Comment 10 Andreas Schwab 2010-07-22 12:11:03 UTC
The names starting with _NL are all internal to glibc.  All supported properties
are strings.
Comment 11 Samuel Thibault 2010-07-22 12:16:37 UTC
That should be documented then.  And I'd thus turn this bug into "please provide supported *WEEK* langinfo items", as all calendar applications need these.
Comment 12 Andreas Schwab 2010-07-22 12:21:02 UTC
ISO/IEC 9899:1999

7.1.3 Reserved identifiers

- All identifiers that begin with an underscore and either an uppercase letter or
another underscore are always reserved for any use.
Comment 13 Samuel Thibault 2010-07-22 12:39:29 UTC
Mmm, but there are at least _GNU_SOURCE, _IONBF & such which fall in that area, as well as stdio_ext.h functions...

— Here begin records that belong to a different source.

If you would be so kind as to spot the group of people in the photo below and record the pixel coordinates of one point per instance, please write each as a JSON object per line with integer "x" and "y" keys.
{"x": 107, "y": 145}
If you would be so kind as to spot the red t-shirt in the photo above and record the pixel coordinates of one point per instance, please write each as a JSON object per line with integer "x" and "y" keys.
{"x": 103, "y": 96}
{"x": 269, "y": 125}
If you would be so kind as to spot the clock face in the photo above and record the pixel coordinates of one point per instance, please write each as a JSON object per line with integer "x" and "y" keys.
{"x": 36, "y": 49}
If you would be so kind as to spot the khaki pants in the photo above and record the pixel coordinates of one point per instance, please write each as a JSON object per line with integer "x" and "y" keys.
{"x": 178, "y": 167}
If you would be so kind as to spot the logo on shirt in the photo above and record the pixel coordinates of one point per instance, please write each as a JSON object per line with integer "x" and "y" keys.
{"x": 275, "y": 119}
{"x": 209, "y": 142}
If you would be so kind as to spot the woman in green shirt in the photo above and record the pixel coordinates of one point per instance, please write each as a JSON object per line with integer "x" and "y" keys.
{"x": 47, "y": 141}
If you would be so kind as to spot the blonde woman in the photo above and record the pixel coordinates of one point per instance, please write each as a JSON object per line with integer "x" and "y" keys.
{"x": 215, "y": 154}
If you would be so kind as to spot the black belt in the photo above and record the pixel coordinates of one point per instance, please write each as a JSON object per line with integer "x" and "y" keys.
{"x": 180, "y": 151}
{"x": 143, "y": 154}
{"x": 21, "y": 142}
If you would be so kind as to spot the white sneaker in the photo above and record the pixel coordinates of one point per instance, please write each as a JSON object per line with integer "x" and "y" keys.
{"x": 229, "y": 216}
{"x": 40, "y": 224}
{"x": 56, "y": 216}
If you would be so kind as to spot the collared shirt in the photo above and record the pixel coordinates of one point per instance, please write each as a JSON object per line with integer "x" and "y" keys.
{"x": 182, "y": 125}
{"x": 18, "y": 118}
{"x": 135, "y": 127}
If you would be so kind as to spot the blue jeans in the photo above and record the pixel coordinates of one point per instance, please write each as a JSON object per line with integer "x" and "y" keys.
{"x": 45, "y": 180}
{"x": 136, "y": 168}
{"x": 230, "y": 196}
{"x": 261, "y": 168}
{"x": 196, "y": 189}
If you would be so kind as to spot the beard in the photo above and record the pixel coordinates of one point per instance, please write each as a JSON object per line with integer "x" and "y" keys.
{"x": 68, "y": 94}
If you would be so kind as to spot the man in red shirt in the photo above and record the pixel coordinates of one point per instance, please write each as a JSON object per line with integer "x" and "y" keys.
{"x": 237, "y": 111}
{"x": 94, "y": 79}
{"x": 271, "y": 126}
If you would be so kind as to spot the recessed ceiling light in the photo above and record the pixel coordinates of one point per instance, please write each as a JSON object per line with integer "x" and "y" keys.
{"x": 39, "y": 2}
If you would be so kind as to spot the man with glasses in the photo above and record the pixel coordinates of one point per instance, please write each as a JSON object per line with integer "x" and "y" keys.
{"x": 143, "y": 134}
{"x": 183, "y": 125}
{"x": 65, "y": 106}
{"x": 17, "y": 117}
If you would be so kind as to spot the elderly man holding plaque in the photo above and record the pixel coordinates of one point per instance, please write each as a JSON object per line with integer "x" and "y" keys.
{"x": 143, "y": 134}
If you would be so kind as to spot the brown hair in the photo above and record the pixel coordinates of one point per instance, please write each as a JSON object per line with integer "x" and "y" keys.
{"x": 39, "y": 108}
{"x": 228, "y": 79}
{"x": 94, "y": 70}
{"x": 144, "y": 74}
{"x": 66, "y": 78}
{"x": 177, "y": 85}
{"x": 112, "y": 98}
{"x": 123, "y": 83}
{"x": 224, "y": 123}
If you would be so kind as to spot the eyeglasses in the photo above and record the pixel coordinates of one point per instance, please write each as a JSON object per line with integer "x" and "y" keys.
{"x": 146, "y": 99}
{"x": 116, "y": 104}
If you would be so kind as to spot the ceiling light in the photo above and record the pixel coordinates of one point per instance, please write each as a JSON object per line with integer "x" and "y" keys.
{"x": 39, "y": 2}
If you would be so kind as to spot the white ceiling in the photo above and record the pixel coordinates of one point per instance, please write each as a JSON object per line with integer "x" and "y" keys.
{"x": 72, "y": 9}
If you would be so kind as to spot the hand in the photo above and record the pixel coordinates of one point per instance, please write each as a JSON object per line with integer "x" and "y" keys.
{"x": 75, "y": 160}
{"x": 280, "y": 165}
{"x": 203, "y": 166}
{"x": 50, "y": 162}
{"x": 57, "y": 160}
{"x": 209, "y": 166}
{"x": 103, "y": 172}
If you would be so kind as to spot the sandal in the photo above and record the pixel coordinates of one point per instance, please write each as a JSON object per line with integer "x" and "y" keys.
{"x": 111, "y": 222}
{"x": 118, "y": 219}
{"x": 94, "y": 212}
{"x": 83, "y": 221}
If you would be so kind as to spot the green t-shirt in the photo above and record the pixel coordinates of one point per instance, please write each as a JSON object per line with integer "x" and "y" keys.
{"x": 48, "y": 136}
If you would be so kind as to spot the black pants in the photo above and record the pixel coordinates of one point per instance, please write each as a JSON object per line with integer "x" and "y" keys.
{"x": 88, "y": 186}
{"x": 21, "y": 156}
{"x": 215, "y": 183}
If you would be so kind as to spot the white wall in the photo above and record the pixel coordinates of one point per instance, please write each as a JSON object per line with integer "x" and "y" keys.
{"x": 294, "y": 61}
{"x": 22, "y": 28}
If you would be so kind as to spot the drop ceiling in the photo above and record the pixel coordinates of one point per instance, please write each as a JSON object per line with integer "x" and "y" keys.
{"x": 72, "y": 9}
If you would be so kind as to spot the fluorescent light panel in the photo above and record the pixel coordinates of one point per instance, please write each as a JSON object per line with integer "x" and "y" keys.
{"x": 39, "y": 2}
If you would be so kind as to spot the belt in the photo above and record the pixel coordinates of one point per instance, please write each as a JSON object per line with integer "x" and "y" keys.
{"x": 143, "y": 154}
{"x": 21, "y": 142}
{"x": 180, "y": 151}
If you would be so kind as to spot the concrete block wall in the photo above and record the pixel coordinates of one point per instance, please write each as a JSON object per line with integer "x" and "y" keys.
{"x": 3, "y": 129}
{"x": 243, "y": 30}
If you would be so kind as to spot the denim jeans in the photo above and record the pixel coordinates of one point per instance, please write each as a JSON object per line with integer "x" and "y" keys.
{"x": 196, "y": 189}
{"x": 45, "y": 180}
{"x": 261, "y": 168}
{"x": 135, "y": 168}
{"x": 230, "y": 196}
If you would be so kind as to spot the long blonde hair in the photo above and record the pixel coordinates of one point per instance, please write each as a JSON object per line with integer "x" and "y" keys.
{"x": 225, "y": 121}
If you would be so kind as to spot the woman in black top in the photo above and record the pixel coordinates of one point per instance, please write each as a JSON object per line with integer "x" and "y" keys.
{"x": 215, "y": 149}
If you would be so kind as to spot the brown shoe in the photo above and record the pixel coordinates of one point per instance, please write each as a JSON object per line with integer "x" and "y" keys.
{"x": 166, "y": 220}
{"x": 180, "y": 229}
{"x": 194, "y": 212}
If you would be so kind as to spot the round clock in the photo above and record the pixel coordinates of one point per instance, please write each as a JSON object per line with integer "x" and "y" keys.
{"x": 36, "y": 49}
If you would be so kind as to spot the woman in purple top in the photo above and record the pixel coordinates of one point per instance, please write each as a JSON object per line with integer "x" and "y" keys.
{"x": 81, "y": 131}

Well, anyway, let's turn the bug into "please support these!":

There are a lot of very useful locale information that langinfo could provide (paper dimension, calendar layout), but discussion within this bug says that they are not supported. Actually, a lot of them are not even used inside glibc (e.g. _NL_PAPER_HEIGHT), so I'm wondering why they are here at all if one can not assume that they are supported.

Please provide supported equivalents to these _NL_* langinfo items so applications can use them.